The Rev. William Sloane Coffin likes to ask, ‘What makes you cry?’ I will cry at the death of William Sloane Coffin, as I cry whenever someone dies who has dedicated his or her life to serving the cause of goodness, justice and peace with all they have and all they are. The death of Jesus pulls on my heart with this deep gratitude and sense of loss.

Another impact of the Passion Story comes from the unfairness of the betrayal, desertion and torture Jesus suffered. Injustice makes me want to weep a different kind of tears. How can people do such awful things to someone so beautiful, loving and selfless? How can anyone hate someone who heals the sick and lifts up the poor and preaches things like the Sermon on the Mount? That is another part of what makes the story penetrate so deeply and makes me feel my love of Jesus more keenly.

Then there is the Garden of Gethsemane where we see that Jesus did not want to do what God’s cause was asking him to do. It is heartbreaking to see his anguish on the eve of his suffering and death. That is another part of the story’s power.

I could go on, but no matter how many parts I identify in this story and no matter how deeply they move me, the effect adds up to be greater than the sum of the parts. It is not just that Jesus is a super-Gandhi and was treated unfairly and sacrificed his self-interest for God’s sake. There is something more to it, something that remains a mystery.

Maybe it is true that humans are too quick too call in God as the explanation of whatever we don’t understand. I don’t mean to do that when I say that the mystery—the missing factor—the thing that makes the sum of this story greater than the total of its parts, is the part of Jesus that was divine.

It is not that I name Jesus God, but that I name God the part of Jesus that I experience in my spiritual life that makes me want to sing out, “Praise God!’ I name God the part of Jesus that demands my soul, my life, my all. That is what God is—a force of love that owns us and draws out of us an instinctive reflex of loving gratitude.

In our deepest core we know God’s force of love creates, sustains and redeems us. We know this not by the rational part of our brain—that part has a hard time recognizing God. It comes from the part of the brain we stopped using when we left the Garden of Eden—the part of the brain that remembers God’s face and knows God’s secret name and can lead us on the paths of God’s mysteries.
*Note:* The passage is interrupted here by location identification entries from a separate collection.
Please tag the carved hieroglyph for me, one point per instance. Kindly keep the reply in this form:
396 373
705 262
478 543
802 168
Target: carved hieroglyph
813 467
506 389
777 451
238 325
This part of me recognizes what I call God in Jesus, but what matters is not what we call the mystery behind the Passion Story, or how we understand it. What matters is how we respond to it. That is why I encourage you not to think too hard about it with you rational mind. Think about it only enough to be aware of how you feel and what your ancient intuitive brain is telling you about it. Think about it enough to be aware how you could respond to your feelings in an authentic and meaningful way. Ask yourself what it is moving you to do.

Rather than think about atonement theories of the cross, think about how you can respond in your life to the cross you or those you love are experiencing. How can you comfort those who are suffering? How can you confront injustice? How can you use you own short life to help establish God’s realm on earth? How can you express your gratitude for a love so amazing, so divine as Jesus on the cross? Because however we explain it, whatever other motives Jesus had for submitting to it, there can be no doubt that the cross was an act of his love for God and the world. Everything he did in life and death was grounded in that love.

How will you respond? Once again we have heard the story. How will you respond this year to this demand for your soul, your life, your all?